Pesticide use and EOCRC incidence in population data
The use of MRSs as a proxy for pesticide exposure identified significant associations with several pesticides. Next, we aimed to validate the obtained results employing pesticide use intensity and incidence of EOCRC for available overlapping counties in California, Connecticut, Georgia, Iowa, New Mexico, Utah, and Washington in the United States. Based on data availability, we extracted pesticide usage from the Pesticide National Synthesis Project encompassing acetochlor, 2,4-D, atrazine, dicamba, glyphosate, mesotrione, and picloram. The EOCRC incidence rates were extracted from the Surveillance, Epidemiology, and End Results (SEER), encompassing EOCRC rates measured in 8 registries from 1975 to 2020 (SEER8) or in 12 registries measured from 1992 to 2020 (SEER12).
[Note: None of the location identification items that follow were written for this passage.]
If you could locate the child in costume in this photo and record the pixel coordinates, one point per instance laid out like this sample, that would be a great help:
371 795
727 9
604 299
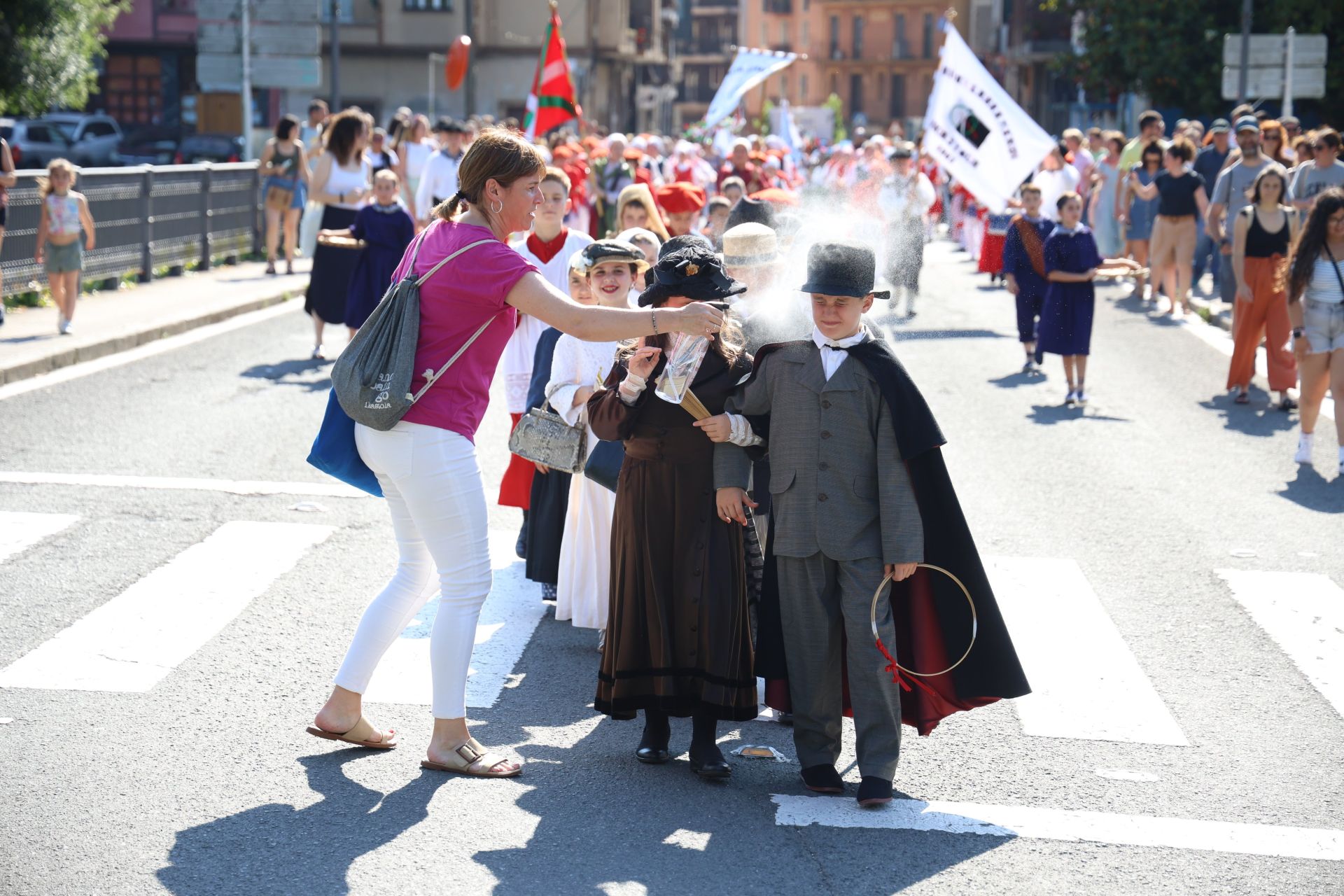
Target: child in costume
1025 269
577 368
386 229
679 637
859 492
549 246
549 498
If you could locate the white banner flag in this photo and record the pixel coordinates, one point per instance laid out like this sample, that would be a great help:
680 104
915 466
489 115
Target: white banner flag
976 132
749 69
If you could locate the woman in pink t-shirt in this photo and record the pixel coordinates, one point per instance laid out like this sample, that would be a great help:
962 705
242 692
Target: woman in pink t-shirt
426 464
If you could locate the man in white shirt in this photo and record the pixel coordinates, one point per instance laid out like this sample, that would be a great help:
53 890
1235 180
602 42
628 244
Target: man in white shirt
1056 179
438 181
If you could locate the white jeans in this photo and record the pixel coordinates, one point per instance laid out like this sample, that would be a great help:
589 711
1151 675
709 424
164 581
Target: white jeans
433 488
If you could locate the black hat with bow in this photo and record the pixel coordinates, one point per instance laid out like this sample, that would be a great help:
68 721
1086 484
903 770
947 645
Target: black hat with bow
692 272
843 269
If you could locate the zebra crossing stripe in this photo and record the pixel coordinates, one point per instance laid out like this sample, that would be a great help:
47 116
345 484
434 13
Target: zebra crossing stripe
20 530
131 643
508 620
1304 614
1065 825
1086 684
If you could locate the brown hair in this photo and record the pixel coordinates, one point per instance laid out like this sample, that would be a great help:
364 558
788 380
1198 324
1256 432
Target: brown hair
342 132
556 176
496 155
52 167
1310 239
1182 148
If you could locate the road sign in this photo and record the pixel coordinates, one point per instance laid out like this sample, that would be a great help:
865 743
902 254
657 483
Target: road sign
293 11
269 39
1268 50
1268 83
225 73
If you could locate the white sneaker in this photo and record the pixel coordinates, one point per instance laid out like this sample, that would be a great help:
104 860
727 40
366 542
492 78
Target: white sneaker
1304 450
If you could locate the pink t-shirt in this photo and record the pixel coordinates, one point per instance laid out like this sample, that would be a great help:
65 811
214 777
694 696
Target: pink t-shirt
460 298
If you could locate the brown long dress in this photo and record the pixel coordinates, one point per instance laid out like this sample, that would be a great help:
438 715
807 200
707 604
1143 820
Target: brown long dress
679 633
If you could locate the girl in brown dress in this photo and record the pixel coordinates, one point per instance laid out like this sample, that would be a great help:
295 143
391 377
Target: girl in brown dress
679 636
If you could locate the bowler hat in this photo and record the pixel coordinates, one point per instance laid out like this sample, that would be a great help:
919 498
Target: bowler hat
752 210
843 269
694 272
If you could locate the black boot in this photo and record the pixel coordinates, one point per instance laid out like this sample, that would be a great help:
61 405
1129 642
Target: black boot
521 547
654 743
706 758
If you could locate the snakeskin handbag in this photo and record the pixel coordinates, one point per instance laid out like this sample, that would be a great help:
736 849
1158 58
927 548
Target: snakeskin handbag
543 437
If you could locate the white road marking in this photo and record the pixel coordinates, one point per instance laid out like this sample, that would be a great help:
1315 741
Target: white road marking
1085 681
1304 614
19 530
507 624
1222 340
1066 825
131 643
148 349
229 486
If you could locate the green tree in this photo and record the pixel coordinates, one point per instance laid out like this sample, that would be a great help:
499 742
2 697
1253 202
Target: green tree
49 51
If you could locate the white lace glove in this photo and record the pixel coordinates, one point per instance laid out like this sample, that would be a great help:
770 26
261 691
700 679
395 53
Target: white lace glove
632 387
742 434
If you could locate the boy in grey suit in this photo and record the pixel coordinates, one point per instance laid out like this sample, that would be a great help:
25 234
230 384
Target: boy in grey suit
844 514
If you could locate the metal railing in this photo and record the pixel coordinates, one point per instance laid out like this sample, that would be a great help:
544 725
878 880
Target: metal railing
146 216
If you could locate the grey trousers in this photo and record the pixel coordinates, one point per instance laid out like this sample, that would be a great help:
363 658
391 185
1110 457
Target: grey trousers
820 598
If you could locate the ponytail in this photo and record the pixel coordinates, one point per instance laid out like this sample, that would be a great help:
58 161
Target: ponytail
496 155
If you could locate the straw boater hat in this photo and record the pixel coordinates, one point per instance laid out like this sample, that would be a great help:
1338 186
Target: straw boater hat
750 246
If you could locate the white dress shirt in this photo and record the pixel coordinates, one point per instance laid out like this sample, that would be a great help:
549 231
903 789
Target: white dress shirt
835 351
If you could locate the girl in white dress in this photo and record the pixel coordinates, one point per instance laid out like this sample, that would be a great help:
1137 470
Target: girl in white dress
577 370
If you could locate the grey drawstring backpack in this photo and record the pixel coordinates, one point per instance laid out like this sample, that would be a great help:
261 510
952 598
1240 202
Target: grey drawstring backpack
372 377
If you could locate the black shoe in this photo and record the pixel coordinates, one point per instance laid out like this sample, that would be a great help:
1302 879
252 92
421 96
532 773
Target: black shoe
823 780
874 792
707 761
654 742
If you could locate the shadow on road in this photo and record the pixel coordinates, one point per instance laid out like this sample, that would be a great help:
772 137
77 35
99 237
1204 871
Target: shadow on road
292 374
1312 492
264 849
1259 418
1053 414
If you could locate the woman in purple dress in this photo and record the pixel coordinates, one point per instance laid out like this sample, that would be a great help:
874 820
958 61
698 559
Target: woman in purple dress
386 229
1072 262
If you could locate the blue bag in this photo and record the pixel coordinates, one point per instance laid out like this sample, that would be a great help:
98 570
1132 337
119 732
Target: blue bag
335 451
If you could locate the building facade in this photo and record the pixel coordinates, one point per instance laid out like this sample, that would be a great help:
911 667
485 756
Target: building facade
876 55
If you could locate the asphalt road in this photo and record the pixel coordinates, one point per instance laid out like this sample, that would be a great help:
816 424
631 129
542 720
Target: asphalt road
204 783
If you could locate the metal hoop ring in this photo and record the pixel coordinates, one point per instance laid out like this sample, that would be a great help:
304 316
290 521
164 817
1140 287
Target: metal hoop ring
974 621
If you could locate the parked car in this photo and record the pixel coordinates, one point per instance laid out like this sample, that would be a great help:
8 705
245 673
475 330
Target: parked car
93 139
151 146
34 143
197 148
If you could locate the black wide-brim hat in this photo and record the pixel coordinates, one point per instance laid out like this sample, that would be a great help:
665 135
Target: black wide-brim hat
692 272
843 269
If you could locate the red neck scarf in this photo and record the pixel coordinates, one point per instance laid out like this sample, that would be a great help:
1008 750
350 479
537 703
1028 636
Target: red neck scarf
545 251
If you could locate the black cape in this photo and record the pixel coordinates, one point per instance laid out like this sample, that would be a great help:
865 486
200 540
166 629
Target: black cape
932 618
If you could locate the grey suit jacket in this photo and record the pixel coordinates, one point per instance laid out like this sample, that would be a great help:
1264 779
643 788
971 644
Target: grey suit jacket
838 482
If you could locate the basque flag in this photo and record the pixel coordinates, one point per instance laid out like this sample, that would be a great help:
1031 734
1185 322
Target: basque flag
553 99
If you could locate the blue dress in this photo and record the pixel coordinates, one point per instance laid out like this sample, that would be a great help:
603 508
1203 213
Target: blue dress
386 232
1142 213
1068 312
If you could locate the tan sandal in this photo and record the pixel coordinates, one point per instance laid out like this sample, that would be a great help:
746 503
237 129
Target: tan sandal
473 754
359 735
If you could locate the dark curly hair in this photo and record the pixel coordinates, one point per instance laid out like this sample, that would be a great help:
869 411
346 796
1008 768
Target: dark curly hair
1310 242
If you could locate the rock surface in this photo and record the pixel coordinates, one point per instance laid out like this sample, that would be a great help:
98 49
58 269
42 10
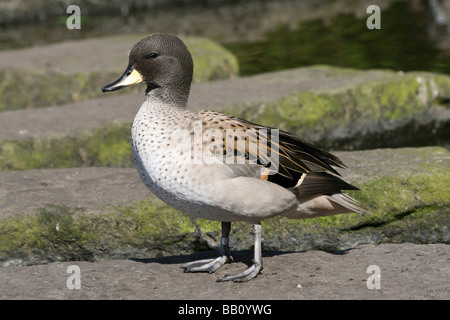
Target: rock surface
407 271
107 213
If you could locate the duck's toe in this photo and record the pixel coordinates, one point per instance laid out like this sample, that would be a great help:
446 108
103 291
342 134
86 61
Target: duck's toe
244 276
206 265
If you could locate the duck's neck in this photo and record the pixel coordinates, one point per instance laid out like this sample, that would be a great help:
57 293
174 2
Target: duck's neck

The total number of included observations, the number of measured years times the number of overlapping counties, for acetochlor (SEER8: N = 1.111, SEER12: N = 1.196), 2,4-D (N = 1.983, N = 2.059), atrazine (N = 1.871, N = 1890), dicamba (N = 1.909, N = 1.964), glyphosate (N = 2.002, N = 2.097), mesotrione (N = 636, N = 636), and picloram (N = 1.531, N = 1.548) are depicted in Fig. 4a. Specifically, Fig. 4b shows the average (log) picloram use intensity and the average EOCRC incidence rates between 1992 and 2012 in the state of Iowa. To assess the relationship between pesticide-use intensity (exposure) and age-adjusted EOCRC incidence rates, we utilized linear mixed models adjusting for the years of data collection and a random effect to accommodate county-level variations. Our approach also tested for interaction effects between pesticide use intensity and the years of data collection, which proved to be non-significant for all pesticides under study (data not shown). Significant associations were found between the pesticide use intensity of multiple pesticides and EOCRC incidence in both SEER8 and SEER12, including glyphosate (SEER 8; P = 1.18×10-5, SEER 12; P = 2.02×10-4), atrazine (P = 1.81×10-4, P = 4.21×10-3), picloram (P = 2.87×10-3, P = 1.82×10-2), 2,4-D (P = 4.16×10-3, P = 1.8×10-3), and dicamba (P = 4.94×10-3, P = 4.10×10-2), depicted in Fig. 4c.